Constable: To all the Cubs we've loved before
As difficult as it is to come to grips with Chicago Cubs closer Aroldis Chapman surrendering that stunning game-tying homer to the Cleveland Indians' Rajai Davis in the bottom of the 8th inning Wednesday, it's even harder to hang up on my worried, widowed, 89-year-old mom.
"Oh, Burt," Mom says in a shaky voice as soon as I answer the phone. "I don't think Joe Maddon should have put in Chapman. I don't think he's …"
"Mom, Mom," I interrupt firmly. "Mom. You might be right. But I've got to go."
Instead of reassuring Mom that her Cubs will find a way to pull out the victory, I dump her so that I can get started on my alternate "Cubs Lose World Series in Shocking Collapse" column.
"This Chicago Cubs season, as do all Cubs seasons of our lives, ended short of a World Series championship," I type into the laptop while staring at the TV in my living room. "In an especially heartbreaking collapse in which Chicago seemed to have the game won twice, the Cubs lost 9-8 in extra innings to the Cleveland Indians in Game 7 on Wednesday night in Cleveland to lose the series and crush the dreams of Cubs fans hoping their team would end a 108-year drought. Goats, black cats, foul balls and other creatures in the folk tales of curses continue their nightmarish hold on the dreams of innocent Cubs fans, who just want to see the team win one measly World Series before they die."
It went on like that for a while, comparing the old, lingering pain of never making it to a World Series with the raw, fresh pain of coming so close. Like blood oozing from a wound after you rip off a Band-Aid, memories of years when the Cubs didn't win the World Series begin to flow. It's surprisingly cathartic.
Like many Cubs fans, I had penciled in 2016 as the year World Series heroes Mark Prior and Kerry Wood would be inducted into the Hall of Fame together.
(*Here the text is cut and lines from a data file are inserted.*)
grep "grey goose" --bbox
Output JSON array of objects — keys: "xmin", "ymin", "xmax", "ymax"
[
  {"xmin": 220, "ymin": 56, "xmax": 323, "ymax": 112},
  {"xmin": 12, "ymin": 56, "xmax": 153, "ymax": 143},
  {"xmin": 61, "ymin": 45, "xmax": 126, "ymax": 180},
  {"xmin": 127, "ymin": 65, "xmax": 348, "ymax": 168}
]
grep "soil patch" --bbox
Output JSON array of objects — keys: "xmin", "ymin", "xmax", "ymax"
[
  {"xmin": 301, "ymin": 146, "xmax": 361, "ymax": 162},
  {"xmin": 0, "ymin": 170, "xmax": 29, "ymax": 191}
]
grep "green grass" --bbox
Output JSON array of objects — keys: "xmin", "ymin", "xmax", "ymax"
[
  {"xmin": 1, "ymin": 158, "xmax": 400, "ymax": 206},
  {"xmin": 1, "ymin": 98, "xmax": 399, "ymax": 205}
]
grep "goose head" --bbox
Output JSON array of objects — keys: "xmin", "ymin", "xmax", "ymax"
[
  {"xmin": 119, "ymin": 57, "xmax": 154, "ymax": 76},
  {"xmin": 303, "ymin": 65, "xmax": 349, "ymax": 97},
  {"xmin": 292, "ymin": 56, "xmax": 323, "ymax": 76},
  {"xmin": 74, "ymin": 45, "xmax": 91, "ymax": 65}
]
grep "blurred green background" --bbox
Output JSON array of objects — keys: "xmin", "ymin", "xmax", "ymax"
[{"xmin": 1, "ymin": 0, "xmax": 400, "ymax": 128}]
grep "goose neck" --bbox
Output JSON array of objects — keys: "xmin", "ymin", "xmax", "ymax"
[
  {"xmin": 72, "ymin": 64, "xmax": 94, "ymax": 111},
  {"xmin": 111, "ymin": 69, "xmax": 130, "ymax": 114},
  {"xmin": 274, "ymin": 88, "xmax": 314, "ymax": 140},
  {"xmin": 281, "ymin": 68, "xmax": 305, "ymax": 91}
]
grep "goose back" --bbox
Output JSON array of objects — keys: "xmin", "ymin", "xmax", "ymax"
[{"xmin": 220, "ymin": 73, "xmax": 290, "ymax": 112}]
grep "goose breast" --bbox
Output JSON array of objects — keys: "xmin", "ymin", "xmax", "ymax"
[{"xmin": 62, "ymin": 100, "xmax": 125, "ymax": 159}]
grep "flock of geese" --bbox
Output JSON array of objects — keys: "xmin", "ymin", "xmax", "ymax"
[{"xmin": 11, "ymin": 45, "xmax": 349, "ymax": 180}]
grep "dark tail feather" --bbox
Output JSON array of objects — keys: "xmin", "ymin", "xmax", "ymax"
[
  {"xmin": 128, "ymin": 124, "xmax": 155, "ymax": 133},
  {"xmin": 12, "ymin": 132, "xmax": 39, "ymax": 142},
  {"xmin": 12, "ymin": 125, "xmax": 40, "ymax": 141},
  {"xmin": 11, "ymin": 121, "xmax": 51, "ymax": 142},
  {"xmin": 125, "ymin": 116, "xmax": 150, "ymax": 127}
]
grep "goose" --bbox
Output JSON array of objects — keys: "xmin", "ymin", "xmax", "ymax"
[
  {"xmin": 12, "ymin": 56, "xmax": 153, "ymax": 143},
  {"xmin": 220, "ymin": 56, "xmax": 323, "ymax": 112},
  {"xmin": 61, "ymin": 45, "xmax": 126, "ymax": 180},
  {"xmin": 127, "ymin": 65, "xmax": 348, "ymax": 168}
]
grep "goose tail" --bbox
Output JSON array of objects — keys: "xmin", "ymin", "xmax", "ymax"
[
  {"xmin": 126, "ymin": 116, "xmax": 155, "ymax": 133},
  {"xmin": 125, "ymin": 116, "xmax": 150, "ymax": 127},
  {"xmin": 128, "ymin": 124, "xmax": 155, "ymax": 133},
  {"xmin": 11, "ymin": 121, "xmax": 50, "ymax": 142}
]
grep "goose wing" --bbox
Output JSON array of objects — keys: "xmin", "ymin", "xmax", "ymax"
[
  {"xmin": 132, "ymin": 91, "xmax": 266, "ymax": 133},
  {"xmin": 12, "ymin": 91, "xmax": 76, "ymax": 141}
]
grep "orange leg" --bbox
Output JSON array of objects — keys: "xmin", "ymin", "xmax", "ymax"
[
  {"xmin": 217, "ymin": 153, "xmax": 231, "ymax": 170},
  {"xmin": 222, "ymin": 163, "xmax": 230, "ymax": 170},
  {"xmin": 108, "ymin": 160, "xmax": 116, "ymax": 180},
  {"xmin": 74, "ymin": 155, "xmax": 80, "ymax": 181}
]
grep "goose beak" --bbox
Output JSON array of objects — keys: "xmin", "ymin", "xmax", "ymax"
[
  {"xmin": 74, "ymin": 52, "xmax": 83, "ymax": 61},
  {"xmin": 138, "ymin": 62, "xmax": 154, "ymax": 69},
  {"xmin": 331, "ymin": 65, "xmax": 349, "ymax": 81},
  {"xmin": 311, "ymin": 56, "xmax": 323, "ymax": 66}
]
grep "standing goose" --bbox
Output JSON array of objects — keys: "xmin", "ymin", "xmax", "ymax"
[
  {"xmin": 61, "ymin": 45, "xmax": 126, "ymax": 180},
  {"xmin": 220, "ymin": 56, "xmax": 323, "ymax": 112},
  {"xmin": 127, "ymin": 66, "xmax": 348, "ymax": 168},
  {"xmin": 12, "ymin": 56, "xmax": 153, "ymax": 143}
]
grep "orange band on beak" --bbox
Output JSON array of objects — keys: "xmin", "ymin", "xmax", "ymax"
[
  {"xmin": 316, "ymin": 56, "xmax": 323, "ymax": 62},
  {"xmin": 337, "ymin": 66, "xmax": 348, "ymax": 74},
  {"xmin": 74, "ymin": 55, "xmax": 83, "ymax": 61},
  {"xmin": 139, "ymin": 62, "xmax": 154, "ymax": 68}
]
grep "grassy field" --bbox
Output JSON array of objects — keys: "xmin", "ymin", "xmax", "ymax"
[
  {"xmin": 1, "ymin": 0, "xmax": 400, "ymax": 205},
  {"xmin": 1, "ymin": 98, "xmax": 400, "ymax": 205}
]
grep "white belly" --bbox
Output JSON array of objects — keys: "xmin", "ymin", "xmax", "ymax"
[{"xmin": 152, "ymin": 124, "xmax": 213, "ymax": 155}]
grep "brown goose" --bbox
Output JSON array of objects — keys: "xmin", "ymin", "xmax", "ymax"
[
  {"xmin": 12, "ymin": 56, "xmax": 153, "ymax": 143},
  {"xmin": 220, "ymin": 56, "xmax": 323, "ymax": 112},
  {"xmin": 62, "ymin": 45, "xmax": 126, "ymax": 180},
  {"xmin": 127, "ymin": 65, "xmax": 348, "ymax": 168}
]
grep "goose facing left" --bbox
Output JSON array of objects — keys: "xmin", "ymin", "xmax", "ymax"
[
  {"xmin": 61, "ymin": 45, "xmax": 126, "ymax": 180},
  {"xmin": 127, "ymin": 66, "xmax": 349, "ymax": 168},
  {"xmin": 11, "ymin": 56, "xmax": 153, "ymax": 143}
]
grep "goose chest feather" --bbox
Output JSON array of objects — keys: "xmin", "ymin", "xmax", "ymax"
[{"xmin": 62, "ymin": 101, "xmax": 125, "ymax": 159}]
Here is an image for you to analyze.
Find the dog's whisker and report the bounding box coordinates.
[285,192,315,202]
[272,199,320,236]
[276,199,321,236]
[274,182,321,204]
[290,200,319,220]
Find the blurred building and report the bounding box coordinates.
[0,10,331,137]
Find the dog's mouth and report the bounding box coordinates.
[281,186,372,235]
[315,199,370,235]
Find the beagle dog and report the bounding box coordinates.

I remember polishing my "Cubs Go to the World Series" column from the grandstand in Wrigley Field in 2003 when a foul ball, an error and a bunch of bad stuff made me rewrite that column. That Cubs team had a pair of young players I thought fans would cheer for the next decade: Corey Patterson and Hee-Seop Choi, who reminds me of Dad, who died that year without ever seeing his Cubs win a World Series.
We were watching that 2003 Cubs team on TV in the farmhouse room in which Dad was born 87 years earlier and would die in another week. "Hey, Burt," Dad said so loudly that he startled me. "How come the Cubs aren't playing that big Chinese fellow at first base anymore?"
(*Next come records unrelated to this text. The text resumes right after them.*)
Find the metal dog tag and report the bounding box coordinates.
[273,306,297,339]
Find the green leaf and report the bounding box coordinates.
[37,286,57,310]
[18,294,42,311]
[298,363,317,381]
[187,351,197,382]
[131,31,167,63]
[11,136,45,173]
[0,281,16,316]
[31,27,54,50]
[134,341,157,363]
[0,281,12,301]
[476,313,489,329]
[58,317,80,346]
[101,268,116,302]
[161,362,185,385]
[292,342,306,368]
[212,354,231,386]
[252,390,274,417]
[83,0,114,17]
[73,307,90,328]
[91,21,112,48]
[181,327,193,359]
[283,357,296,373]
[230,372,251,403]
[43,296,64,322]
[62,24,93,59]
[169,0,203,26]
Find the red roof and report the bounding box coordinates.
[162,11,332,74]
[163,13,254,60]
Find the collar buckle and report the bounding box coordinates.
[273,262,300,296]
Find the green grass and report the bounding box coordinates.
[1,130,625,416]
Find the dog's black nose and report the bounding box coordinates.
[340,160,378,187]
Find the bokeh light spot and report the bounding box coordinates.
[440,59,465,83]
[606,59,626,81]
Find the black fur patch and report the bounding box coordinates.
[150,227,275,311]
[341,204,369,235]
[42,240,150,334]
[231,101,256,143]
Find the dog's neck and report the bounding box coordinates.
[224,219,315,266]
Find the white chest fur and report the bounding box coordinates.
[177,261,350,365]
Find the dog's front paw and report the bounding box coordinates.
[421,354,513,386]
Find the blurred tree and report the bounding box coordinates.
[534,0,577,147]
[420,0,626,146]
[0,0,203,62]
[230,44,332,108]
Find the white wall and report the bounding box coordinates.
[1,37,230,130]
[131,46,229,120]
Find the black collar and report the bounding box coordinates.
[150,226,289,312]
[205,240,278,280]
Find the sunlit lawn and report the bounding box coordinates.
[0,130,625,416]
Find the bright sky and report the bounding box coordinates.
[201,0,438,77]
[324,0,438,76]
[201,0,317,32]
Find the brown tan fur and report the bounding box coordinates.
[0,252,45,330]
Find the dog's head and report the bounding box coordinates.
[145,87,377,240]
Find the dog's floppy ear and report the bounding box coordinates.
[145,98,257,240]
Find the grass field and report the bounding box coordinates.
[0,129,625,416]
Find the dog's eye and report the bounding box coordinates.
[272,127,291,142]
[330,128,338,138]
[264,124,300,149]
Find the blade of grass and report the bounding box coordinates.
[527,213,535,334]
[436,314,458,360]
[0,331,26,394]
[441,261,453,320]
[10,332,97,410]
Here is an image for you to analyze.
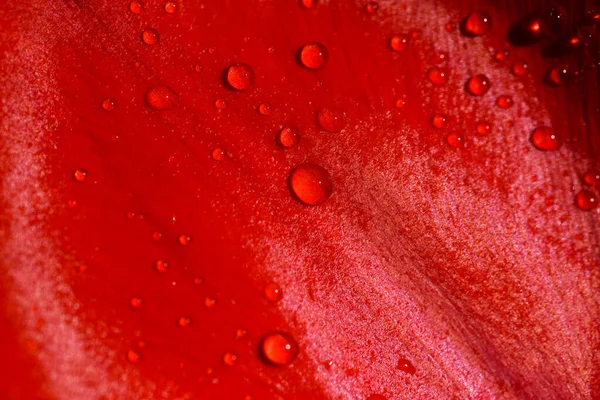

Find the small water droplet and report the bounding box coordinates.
[129,1,142,14]
[494,49,509,62]
[300,0,317,8]
[465,74,491,96]
[215,98,226,110]
[583,170,600,186]
[226,63,255,90]
[146,85,177,110]
[178,316,191,327]
[427,67,449,85]
[236,329,247,339]
[395,98,406,109]
[390,35,408,52]
[531,126,559,151]
[299,43,328,70]
[223,352,238,366]
[127,350,141,363]
[277,127,299,148]
[365,1,378,13]
[398,358,416,374]
[511,60,528,76]
[290,163,333,206]
[130,297,143,309]
[212,148,225,160]
[205,297,217,308]
[194,64,203,73]
[446,132,465,148]
[575,190,598,211]
[102,98,115,111]
[178,234,191,245]
[142,28,160,45]
[193,277,203,285]
[476,122,491,135]
[258,103,271,115]
[152,231,162,241]
[264,282,283,302]
[260,332,299,366]
[495,95,513,109]
[316,106,346,133]
[431,113,447,129]
[462,11,491,36]
[155,260,169,273]
[73,169,88,183]
[164,2,176,13]
[546,66,568,86]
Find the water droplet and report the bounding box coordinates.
[130,297,143,309]
[205,297,216,308]
[575,190,598,211]
[215,98,226,110]
[152,231,162,241]
[465,74,491,96]
[446,132,465,148]
[264,283,283,302]
[531,126,559,151]
[495,95,513,109]
[300,43,328,70]
[277,127,299,148]
[445,22,453,32]
[178,316,191,327]
[462,11,491,36]
[236,328,247,339]
[127,350,141,363]
[427,67,449,85]
[164,2,176,13]
[511,60,528,76]
[194,64,203,73]
[155,260,169,273]
[316,106,346,133]
[260,332,299,366]
[494,49,509,62]
[583,170,600,186]
[398,358,416,374]
[178,234,191,245]
[146,85,177,110]
[395,98,406,109]
[258,103,271,115]
[129,1,142,14]
[300,0,317,8]
[102,98,115,111]
[212,148,225,160]
[431,113,447,129]
[226,63,255,90]
[365,1,378,13]
[390,35,408,52]
[223,352,238,366]
[476,122,491,135]
[193,277,203,285]
[290,163,333,206]
[142,28,160,45]
[73,169,88,183]
[546,66,568,86]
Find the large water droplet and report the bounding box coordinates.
[260,332,299,366]
[531,126,559,151]
[465,74,490,96]
[146,85,177,110]
[142,28,160,45]
[398,358,416,374]
[290,163,333,206]
[277,127,299,148]
[427,67,449,85]
[226,63,255,90]
[316,106,346,133]
[576,190,598,211]
[300,43,328,70]
[462,11,491,36]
I explained that Choi, who actually is Korean, suffered a concussion. Dad nodded and that was the last conversation we had. So many readers say this World Series reminds them of loved ones and former Cubs who didn't live long enough to experience the joy. Songwriter Steve Goodman's "Go, Cubs, Go" is our anthem, but Goodman died before the playoffs started in 1984. There are lots of W flags and Cubs hats in cemeteries today.
Many fans teared up during the postseason when they'd show footage of the old third-baseman Ron Santo clicking his heels to celebrate a victory during the 1969 season. Fans still love the players from that team. Fergie Jenkins and Billy Williams made appearances during the postseason.
But Mr. Cub, Ernie Banks, who died in 2015 at age 83, now is confined to the black-and-white footage of him blasting homers above the ivy-covered left-field wall. For years, my computer password in the newsroom was Beckert, in honor of my all-time favorite Cub, second-baseman Glenn Beckert.
It doesn't matter if they are Hall of Famers such as Ryne Sandberg and Andre Dawson, stars such as Mark Grace, Leon Durham and Derrek Lee, really good players such as Jose Cardenal, Shawon Dunston and Randy Hundley, or cult favorites such as Paul Popovich, Carmen Fanzone and Karl "Tuffy" Rhodes, the names of players who didn't make it to a World Series with the Cubs still hold a place in our hearts.
As does Mom, who is pretty happy with Ben Zobrist and the World Champion Cubs when I call her back about 12:30 a.m. Thursday.